Owen-Shapley Policy Optimization: A Principled RL Algorithm for Generative Search LLMs
arXiv:2601.08403v2 Announce Type: replace
Abstract: Large language models are increasingly trained via reinforcement learning for personalized recommendation tasks, but standard methods like GRPO rely on sparse, sequence-level rewards. These obscure which tokens actually contribute to high-quality outputs, creating a credit assignment gap. This gap is especially problematic when models must infer latent user intent from under-specified language without ground truth labels, which is a reasoning pattern rarely seen during pretraining but commonly required in deployment. We introduce Owen-Shapley Policy Optimization (OSPO), a framework that redistributes sequence-level advantages based on tokens' marginal contributions to outcomes.

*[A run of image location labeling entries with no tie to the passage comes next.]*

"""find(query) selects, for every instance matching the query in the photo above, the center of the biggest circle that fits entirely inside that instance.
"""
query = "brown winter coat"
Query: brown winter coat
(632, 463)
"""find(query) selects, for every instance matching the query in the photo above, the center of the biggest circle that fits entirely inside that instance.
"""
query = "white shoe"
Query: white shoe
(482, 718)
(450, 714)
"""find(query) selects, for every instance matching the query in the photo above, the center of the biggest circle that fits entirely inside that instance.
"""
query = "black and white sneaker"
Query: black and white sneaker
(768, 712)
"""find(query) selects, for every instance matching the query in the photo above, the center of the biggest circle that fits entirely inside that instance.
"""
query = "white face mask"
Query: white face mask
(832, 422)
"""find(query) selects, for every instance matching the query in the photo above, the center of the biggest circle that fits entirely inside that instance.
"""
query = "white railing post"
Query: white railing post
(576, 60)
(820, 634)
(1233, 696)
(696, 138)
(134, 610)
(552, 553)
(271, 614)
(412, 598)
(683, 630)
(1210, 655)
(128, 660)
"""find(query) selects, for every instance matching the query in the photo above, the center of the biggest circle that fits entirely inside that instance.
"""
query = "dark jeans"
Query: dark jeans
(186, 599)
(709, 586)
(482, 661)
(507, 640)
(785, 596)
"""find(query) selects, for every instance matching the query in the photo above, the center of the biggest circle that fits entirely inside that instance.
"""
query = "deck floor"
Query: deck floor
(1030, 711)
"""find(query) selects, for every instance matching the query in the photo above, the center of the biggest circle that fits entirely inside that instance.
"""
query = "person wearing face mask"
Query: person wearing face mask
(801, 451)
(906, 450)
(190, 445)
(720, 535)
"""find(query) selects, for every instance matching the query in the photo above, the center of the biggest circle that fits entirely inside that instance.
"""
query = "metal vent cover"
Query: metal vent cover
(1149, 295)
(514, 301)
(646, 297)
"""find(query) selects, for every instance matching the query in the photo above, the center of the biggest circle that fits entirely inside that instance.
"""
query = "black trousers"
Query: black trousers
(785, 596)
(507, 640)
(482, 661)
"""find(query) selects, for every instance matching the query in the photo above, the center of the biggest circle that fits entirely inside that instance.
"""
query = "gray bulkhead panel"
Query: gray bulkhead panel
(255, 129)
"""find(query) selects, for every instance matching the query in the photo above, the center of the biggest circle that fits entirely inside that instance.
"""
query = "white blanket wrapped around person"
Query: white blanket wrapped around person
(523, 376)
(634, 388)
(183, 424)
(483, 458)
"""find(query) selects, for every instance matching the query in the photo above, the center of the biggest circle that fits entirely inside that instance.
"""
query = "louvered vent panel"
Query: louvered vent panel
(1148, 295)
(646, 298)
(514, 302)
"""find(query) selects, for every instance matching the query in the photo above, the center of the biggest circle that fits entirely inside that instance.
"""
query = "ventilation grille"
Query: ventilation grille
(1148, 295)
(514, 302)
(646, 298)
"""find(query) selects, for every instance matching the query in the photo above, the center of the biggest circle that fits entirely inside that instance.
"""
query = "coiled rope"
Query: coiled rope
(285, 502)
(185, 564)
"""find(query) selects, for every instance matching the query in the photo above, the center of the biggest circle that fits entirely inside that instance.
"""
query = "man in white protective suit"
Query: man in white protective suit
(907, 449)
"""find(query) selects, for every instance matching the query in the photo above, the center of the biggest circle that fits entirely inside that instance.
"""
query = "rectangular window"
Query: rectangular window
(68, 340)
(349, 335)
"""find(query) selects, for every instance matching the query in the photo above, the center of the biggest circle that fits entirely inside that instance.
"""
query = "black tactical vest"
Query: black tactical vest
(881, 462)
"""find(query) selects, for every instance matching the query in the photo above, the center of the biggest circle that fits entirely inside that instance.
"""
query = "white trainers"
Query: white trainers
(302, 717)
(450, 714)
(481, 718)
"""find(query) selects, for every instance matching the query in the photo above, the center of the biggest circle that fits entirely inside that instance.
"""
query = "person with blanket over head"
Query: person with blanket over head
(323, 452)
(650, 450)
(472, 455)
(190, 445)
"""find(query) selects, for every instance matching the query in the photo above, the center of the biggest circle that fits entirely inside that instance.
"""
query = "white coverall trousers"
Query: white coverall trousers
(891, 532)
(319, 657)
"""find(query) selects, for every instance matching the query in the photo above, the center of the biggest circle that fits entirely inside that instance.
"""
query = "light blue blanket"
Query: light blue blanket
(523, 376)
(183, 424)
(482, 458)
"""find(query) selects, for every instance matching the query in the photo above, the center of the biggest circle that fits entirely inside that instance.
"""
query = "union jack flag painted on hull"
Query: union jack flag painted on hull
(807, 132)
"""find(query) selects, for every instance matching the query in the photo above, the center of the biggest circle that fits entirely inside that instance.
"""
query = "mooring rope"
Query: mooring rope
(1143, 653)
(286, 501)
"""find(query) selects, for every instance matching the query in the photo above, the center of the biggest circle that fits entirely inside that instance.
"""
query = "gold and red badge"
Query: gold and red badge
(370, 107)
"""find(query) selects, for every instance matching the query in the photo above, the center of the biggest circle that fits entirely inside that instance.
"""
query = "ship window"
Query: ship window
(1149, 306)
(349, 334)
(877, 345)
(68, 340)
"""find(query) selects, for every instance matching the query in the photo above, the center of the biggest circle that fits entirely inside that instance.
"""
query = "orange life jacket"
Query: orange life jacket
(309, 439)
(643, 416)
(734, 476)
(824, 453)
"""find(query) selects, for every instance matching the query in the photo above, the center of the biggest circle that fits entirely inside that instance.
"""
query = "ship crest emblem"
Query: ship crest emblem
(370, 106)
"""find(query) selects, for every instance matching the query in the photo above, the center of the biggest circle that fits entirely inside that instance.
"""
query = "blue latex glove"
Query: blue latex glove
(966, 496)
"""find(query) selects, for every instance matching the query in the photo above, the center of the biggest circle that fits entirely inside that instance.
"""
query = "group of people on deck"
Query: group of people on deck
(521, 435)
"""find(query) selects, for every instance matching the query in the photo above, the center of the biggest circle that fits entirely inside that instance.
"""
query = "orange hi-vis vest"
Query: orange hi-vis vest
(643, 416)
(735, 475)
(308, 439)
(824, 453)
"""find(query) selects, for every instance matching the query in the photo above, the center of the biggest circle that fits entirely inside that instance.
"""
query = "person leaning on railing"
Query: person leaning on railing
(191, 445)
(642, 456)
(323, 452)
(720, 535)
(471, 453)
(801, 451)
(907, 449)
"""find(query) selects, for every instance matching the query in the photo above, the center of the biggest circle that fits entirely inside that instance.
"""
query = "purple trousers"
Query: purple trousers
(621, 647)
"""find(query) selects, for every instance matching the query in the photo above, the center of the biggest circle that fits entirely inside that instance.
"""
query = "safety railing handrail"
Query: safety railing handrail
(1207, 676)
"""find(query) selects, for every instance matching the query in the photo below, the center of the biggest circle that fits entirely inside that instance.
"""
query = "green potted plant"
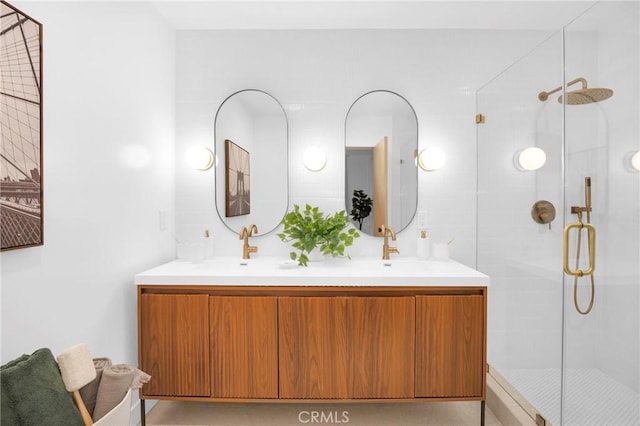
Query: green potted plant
(309, 229)
(361, 206)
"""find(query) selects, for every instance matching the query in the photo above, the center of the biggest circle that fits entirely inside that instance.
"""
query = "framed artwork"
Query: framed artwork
(237, 178)
(21, 195)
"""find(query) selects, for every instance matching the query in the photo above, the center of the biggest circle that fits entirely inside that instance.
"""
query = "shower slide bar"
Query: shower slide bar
(591, 244)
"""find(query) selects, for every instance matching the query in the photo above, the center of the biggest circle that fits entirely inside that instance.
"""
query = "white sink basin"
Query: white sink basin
(329, 272)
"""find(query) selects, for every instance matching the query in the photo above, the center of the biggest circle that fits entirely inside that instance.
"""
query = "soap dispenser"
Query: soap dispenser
(424, 251)
(208, 245)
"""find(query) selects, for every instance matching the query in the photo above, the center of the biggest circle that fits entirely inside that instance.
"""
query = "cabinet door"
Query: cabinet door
(174, 344)
(347, 347)
(450, 336)
(313, 347)
(382, 347)
(244, 347)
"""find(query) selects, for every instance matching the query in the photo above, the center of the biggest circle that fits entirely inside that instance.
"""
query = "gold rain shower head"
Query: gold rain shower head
(582, 96)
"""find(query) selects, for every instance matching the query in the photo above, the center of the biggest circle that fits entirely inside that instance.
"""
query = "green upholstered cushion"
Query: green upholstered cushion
(33, 393)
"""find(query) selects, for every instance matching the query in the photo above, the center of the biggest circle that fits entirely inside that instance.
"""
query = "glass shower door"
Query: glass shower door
(602, 347)
(520, 224)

OSPO transforms task feedback into potential-based reward shaping via Shapley-Owen attributions to assign segment-level credit while preserving the optimal policy, all without parametric value models. By forming coalitions of semantically coherent units (e.g., phrases describing product attributes or sentences capturing preferences), OSPO identifies which response parts drive performance. Experiments on Amazon ESCI and H&M Fashion datasets including controlled generation tasks show consistent gains over baselines and notable test-time robustness to out-of-distribution retrievers unseen during training.